The soy complex moved mostly higher Monday night. As with the grain markets, little news pertinent to the soy complex emerged over the long weekend. The rains now covering much of the Corn Belt will probably boost the bean harvest, but that is apparently counting for little at this point. Traders may simply think the market is oversold, although some might credit overnight Asian gains in palm oil values for spillover soy strength. November soybean futures climbed 3.75 cents to $10.28/bushel early Tuesday morning, October soyoil rallied 0.19 cents to 32.20 cents/pound, and October soymeal stalled at $363.1/ton.

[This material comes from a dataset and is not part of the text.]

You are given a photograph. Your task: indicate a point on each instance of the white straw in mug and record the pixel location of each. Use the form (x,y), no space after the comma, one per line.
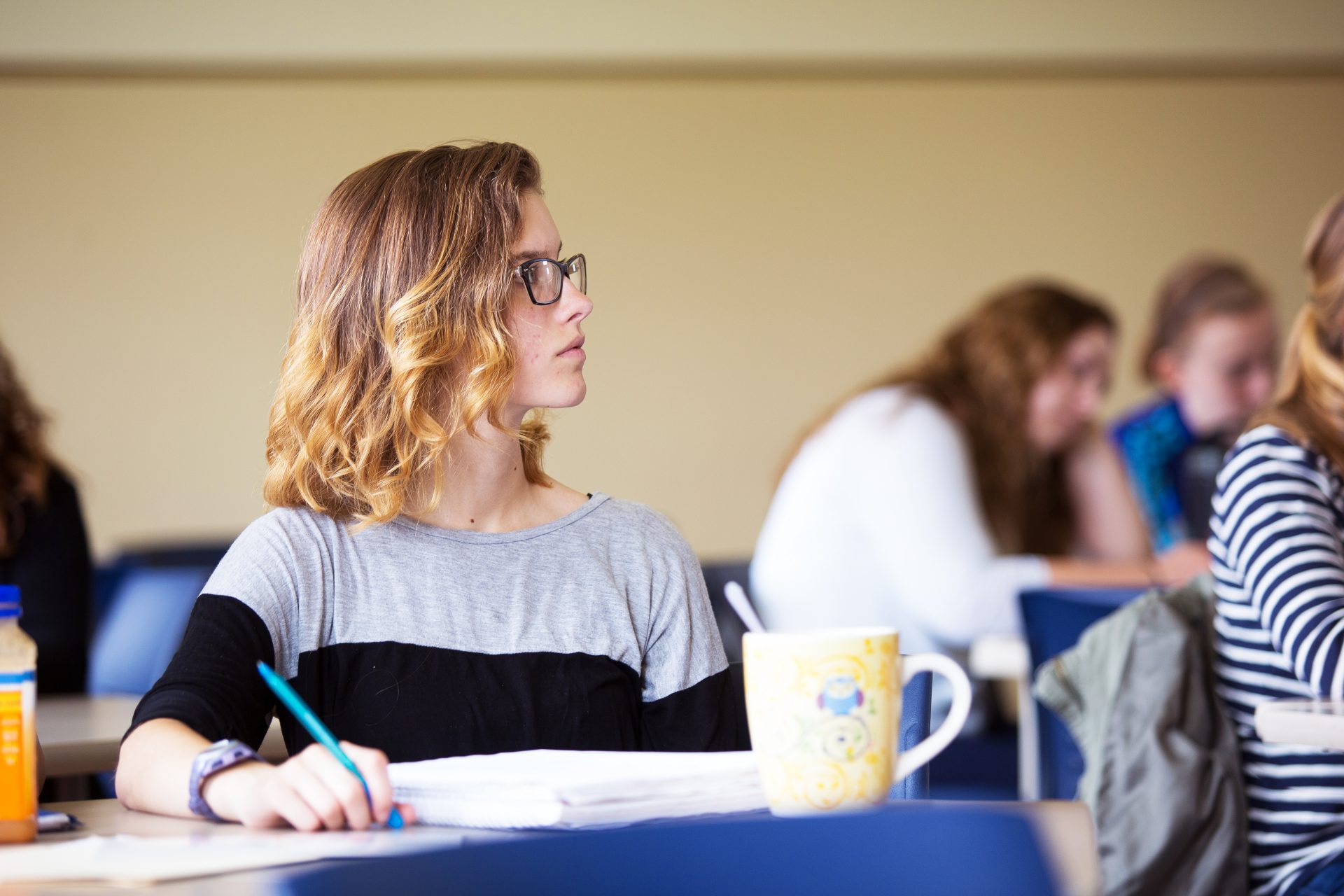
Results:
(742,606)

The wheat markets are mixed in early Tuesday trading. Recent rainfall over the northern Plains hasn’t been conducive to a good spring wheat harvest, which may explain early strength in expiring September Minneapolis wheat. The tense Black Sea situation may also be supporting prices, but that doesn’t explain the slippage by others. December CBOT wheat slipped 0.5 cent to $5.63/bushel just after dawn Tuesday, while December KC wheat slipped 1.5 cents to $6.4125/bushel, and December MWE wheat sagged 1.75 to $6.28.
Rising cash bids spurred late-Friday CME cattle gains. Although wholesale prices proved quite weak again last Thursday, CME futures rallied rather strongly Friday. That almost surely reflected news of steady-higher packer bids for fed cattle before the three-day weekend. October live cattle futures ended Friday 1.32 cents higher at 151.42 cents/pound, while December futures jumped 1.25 to 153.95. Meanwhile, September feeder futures leapt 1.50 to 218.65 and November futures soared 2.45 to 215.37.
Hog traders clearly expect a September cash bounce. Although cash hog prices remained weak last Thursday, pork cutout values rebounded modestly from big midweek losses. They continued rising Friday, thereby encouraging bullish traders to look for much more of the same in early September. October hogs spiked 2.65 cents to 98.12 cents/pound at their Friday settlement, while December rallied 1.62 to 92.00.
Cotton futures seem to be suffering a technical drop. Mixed news seemed to hamper bullish efforts to trigger a big bullish breakdown last week. Thus, despite pushing above their 40-day moving average around midweek, nearby cotton futures ended the week poorly. The Monday night resumption of those losses may be setting the stage for a bearish follow-through. December cotton futures fell 0.92 cents to 65.65 cents/pound shortly after sunrise Tuesday, while March futures tumbled 1.06 cents to 65.95.